Quoi qu´il en soit, le «gouvernement des hommes d´affaires» ne sera pas reconstitué de sitôt —et dans les couloirs du quartier général du CSFA, vous ne trouverez personne pour s´en plaindre.
 
Un aperçu de l´avenir
Voilà déjà six mois que les généraux égyptiens ont pris les rênes du pouvoir, mais ils font preuve d´une discrétion extrême; impossible, pour l´heure, de 
savoir comment va évoluer la politique économique du pays. Aucun des trois communiqués rendus publics par le CSFA ne mentionne ce sujet.
 
Loin d´apporter des réponses à ces questions, le processus d´adoption du budget de cet été a soulevé de nouvelles d´interrogations (l´Égypte a ainsi refusé un prêt du FMI, avant d´accepter les deux milliards de dollars proposés par la Banque mondiale). De toute évidence, le CSFA «ne veut pas donner l´impression d´imiter Gamal», m´explique Steven A. Cook.
 
Reste à savoir jusqu´à quel point l´armée est disposée à inverser les tendances de ces dix dernières années.
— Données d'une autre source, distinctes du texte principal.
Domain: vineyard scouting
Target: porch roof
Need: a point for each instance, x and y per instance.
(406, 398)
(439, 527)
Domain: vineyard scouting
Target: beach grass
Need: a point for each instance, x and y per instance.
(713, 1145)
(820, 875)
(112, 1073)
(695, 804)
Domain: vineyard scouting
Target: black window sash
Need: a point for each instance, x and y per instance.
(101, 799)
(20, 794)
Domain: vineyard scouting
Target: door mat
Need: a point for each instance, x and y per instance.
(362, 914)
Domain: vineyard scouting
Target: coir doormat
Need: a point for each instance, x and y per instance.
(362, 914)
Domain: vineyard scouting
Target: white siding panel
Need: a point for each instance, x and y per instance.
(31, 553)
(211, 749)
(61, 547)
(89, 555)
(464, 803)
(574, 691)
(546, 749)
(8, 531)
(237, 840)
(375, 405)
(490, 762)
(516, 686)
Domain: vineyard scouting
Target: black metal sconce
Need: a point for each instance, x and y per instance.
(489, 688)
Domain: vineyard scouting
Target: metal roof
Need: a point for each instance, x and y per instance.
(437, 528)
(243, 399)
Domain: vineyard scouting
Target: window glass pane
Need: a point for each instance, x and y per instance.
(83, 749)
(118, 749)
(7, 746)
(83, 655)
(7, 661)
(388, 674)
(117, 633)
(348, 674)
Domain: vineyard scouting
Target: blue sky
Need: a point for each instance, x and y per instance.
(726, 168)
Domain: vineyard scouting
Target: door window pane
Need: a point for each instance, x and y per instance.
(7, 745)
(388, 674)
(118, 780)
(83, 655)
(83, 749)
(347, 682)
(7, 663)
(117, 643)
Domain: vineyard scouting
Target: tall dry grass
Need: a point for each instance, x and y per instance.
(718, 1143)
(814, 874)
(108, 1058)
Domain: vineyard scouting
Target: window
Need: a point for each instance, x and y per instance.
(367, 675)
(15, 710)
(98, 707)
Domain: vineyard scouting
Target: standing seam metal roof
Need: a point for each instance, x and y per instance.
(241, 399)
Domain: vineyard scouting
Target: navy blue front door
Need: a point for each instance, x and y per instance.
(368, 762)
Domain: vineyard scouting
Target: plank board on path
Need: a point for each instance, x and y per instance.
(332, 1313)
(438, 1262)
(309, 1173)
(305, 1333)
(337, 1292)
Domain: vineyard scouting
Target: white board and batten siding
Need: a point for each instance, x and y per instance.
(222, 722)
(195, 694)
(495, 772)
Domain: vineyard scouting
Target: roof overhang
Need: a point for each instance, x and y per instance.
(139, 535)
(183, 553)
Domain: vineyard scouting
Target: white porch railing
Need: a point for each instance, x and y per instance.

Le Conseil suprême a évincé Moubarak et sa clique de réformateurs libéraux, mais selon Cook, ils n´ont pas «fondamentalement modifié la politique économique de l´Égypte».
 
Et pourtant, en décidant de préférer les prêts à taux préférentiels de l´Arabie saoudite (entre autres États du golfe Persique) aux dollars du FMI, le CSFA soustrait l´Égypte aux exigences budgétaires qui sont à l´origine de ses difficultés actuelles. De toute évidence, les recommandations des néolibéraux ne sont donc plus les bienvenues.
 
Une question demeure toutefois sans réponse: celle du rôle que jouera l´armée après les élections législatives de cet automne; élections à la suite desquelles 
 
un nouveau gouvernement issu de la société civile doit être investi. Selon Cook, l´armée préfère régner sans gouverner directement le pays; les militaires devraient donc confier une grande partie des tâches quotidiennes aux élus. Ceci dit, personne ne s´attend à ce que les généraux renoncent complètement à protéger leurs intérêts. Pourquoi s´arrêter en si bon chemin?
 
Les militaires parviendront-ils à enrayer le chômage et à améliorer les conditions de vie déplorables des Egyptiens, les deux signes avant-coureurs de la révolte de la place Tahrir? Et pourront-ils le faire sans puiser dans leurs propres coffres? Il est bien difficile, pour l´heure, de répondre à ces questions.